Published: Wednesday, September 11, 2013

Updated: Wednesday, September 11, 2013 22:09

UCF Quidditch Club

CFF Archive

The UCF Quidditch Club, also known as the Nearly Headless Knights, aims to bring the magical game made famous by J.K. Rowling to life.

The fandoms of UCF bring students out of their Tumblr haze, compelling them to click away from another chapter of fanfiction or tab of message boards and engage with fellow Whovians, Potterheads or even My Little Pony enthusiasts.

Students who dream about attending Hogwarts School of Witchcraft and Wizardy, but are still waiting on one of those flakey owls to deliver their letters, might just find a home out from underneath the stairs and within the UCF Harry Potter club.

Hannah Pogue, a sophomore majoring in digital media and president-elect of the club, whose members call themselves Potterheads, said the organization welcomes fans of all extremities, including students who have only seen the films or those who have read all seven books “14, 17, 20 times.”

“We talk about the books and the movies. We have a lot of fun trivia games. We have activities like movie nights or board game nights and we’ll make wizard food like pumpkin pasties, butterbeer and cauldron cakes,” Pogue said.

Members of the club are sorted into houses and can earn house points through meeting attendance and competition performance in an attempt to win the coveted house cup.
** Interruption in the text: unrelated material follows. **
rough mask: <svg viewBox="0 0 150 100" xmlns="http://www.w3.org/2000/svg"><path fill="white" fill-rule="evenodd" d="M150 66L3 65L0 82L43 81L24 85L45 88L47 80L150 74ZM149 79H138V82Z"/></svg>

Pogue also said, in addition to visiting Universal Orlando’s Wizarding World of Harry Potter, the group would love to attend LeakyCon, a Harry Potter convention that is coming to Orlando in 2014.

Already boasting a group of about 90, the club expects a spike in enrollment following the opening of Diagon Alley at Universal Orlando.

For students who found themselves chanting “Krum” or doing an Irish jig when the Bulgarians faced the Irish in the Quidditch World Cup, put down the football and pick up a broomstick — just be careful not to whack yourself in the head.

Allick Jorgensen, a junior majoring in advertising-public relations and president of the Quidditch Club, also known as the Nearly Headless Knights, said the club aims to bring the magical game made famous by J.K. Rowling to life.

“It is basically taking the sport that was created in that book and putting it to real life,” Allick said. “You run with a broom between your legs and throw quaffles through the hoops to score goals and throw bludgers at people to get them knocked off their brooms.”

But because this isn’t the Wizarding World, UCF quidditch players have to improvise. For bludgers the team uses dodgeballs, for the quaffle it subs in a volleyball, and the snitch is a player who is dressed in gold with a ball tethered to the back of his or her shorts.

“Although I read the books in high school for accelerated reader points, I was also on the football team, so I’m more in this for the sport than the actual Harry Potter portion of it,” Allick said.

The Nearly Headless Knights follow the International Quidditch Association rules, if you can believe there is such a thing.

Pulling the ball off of the snitch earns a team 30 points and each quaffle that makes it through the hoop is worth 10 points. Catching the snitch ends the game, but the winning team is determined by number of points.

The team might not include anyone who is about to defeat He-Who-Must-Not-Be-Named, but its members are giving back to the muggle community.

Allick said the team is looking forward to its service program, Kidditch, which introduces children interested in Harry Potter to the sport, as well as the Quidditch World Cup.

Other Potter fans can enjoy butterbeer and festivities at Shack-a-thon, an event sponsored by the Habitat for Humanity UCF chapter. The event takes place every spring and in spring 2013, the Nearly Headless Knights more money than any other organization.

Students looking for a fandom to call home, but perhaps with a little less cardio, can trade in a broomstick for a tardis.

Rakey Zuroff, a junior majoring in elementary education and vice president of WhoCF, said that club meetings consist of watching Dr. Who episodes, sometimes followed by discussions.